The silence in the room was heavy. My mother's hand had gone limp in mine.
"Is it… is it broken?" my father asked, his voice hopeful.
"The device is fine," the doctor said, not unkindly, but with a finality that was like a door closing. "Some children are just late bloomers. We'll note it in his file and monitor it. But by this age… well, it's not unheard of."
He was using all the right, clinical euphemisms, but the truth was there in the air, stark and unavoidable.
'Quirkless.'
The ride home was silent. My mother stared out the window. My father's knuckles were white on the steering wheel. I sat in my car seat, watching them. I didn't feel sad. I felt a strange, protective pang for *them*. Their dream—the common, universal dream of parents in this world—had just been quietly declared null and void. The future they had imagined for me, a future of Quirk-based schools, of heroes and possibilities, had just evaporated.
I was their son. They loved me. That would never change. But I could feel their grief for the life I wouldn't have.
That night, in the Dreaming, I went to their dreams.
My father was dreaming of his own childhood, of showing off his minor telekinesis to his friends, their faces full of wonder. In the dream, he looked for me to show me, but I wasn't there.
My mother was dreaming of a family photo, but in the dream, I was a blur, a smudge of colour where a person should be, while everyone else was in sharp focus.
Their subconscious was grappling with the news, trying to process a reality that didn't fit the narrative of their world.
I could have changed their dreams. I could have given myself a brilliant, fantastic Quirk in their sleep. I could have made them dream of me as a great hero.
But that would have been a lie. And I loved them too much for that.
Instead, I did something else. I stepped into their dreams, not as a god, but as their son. In my father's dream, I walked up to him and took his hand. I didn't make things float. I just held his hand.
In my mother's dream, I stepped into the family photo. I didn't make myself clear. I remained a blur, but I put my arms around her and my father.
The dreams shifted. My father's dream of showing off became a dream of teaching me to fly a kite, his telekinesis holding it steady in the air as I laughed, my hand in his. My mother's blurred photo became a picture of us all laughing, the blurriness not a lack of definition, but a captured moment of joyful movement.
I couldn't give them a Quirked son. But I could remind them of the son they had. The one who loved them. The one who was still me.
The next morning, they were quiet, but the sharp edge of their grief had been softened. They looked at me not with pity, but with a renewed, fierce determination.
Over breakfast, my father cleared his throat. "You know, Arata," he said, his voice deliberately casual. "Some of the most brilliant people in history were late bloomers. Or… you know. It doesn't matter. We're going to the science museum this weekend. I hear they have a new exhibit on quantum mechanics."
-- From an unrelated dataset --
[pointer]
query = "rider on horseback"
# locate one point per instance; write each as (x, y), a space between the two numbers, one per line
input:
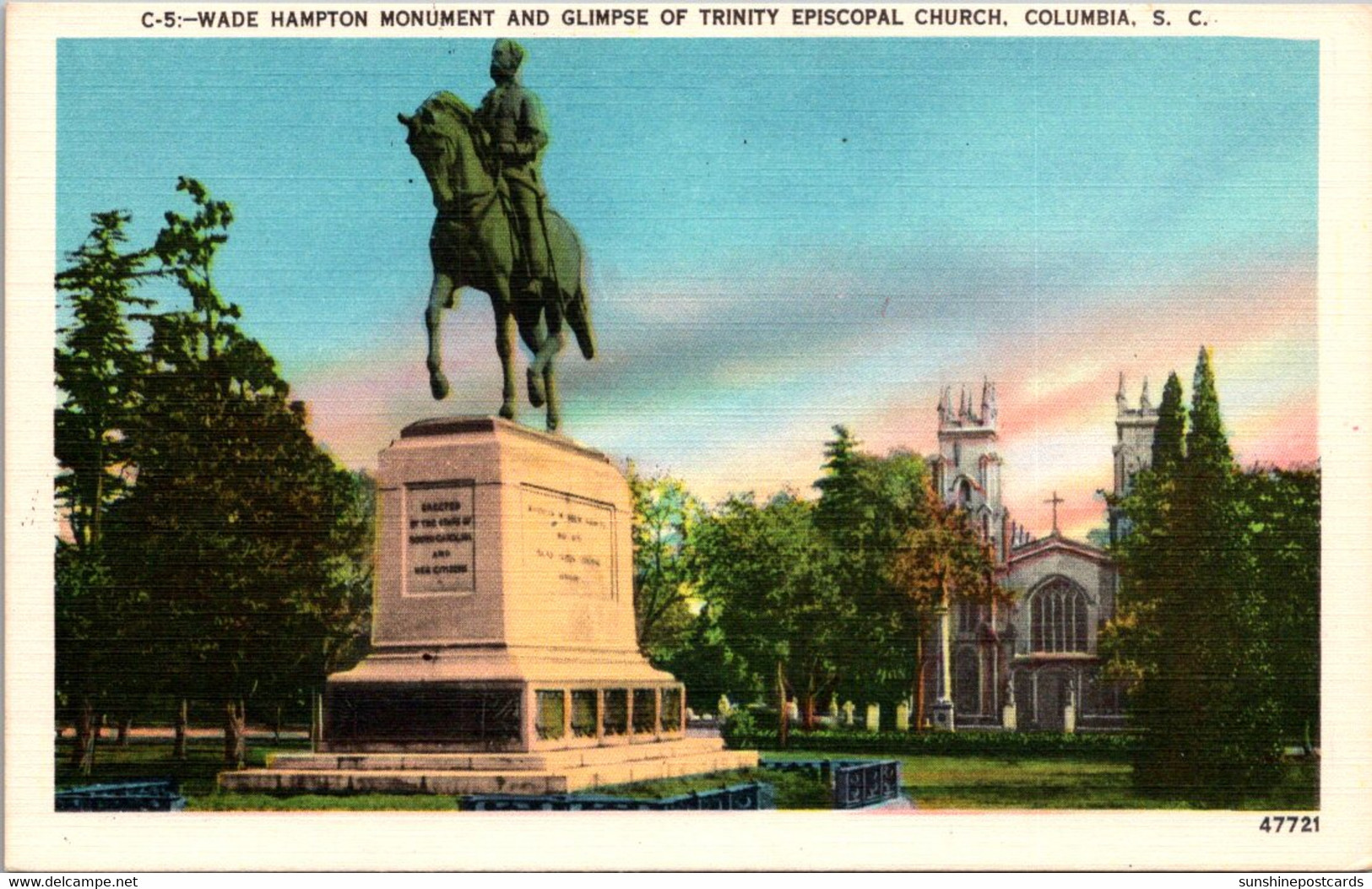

It was a five-year-old's nightmare of a boring day out. But it was his way of saying: *Your mind is your gift. We see it.*
My mother kissed the top of my head. "And after that, we'll get ice cream," she said. Her way of saying: *And you are still our little boy.*
The label was now official. I was Quirkless. In the eyes of the world, I was less. A statistic. An outlier.
But as I sat there, eating my toast, I felt a strange sense of calm. The pressure was off. The waiting was over. The secret I had been keeping was now hidden in plain sight, behind the most perfect camouflage imaginable.
I was the most powerful being they could never imagine. And they had just declared me powerless.
It was, I thought, the beginning of a very interesting life.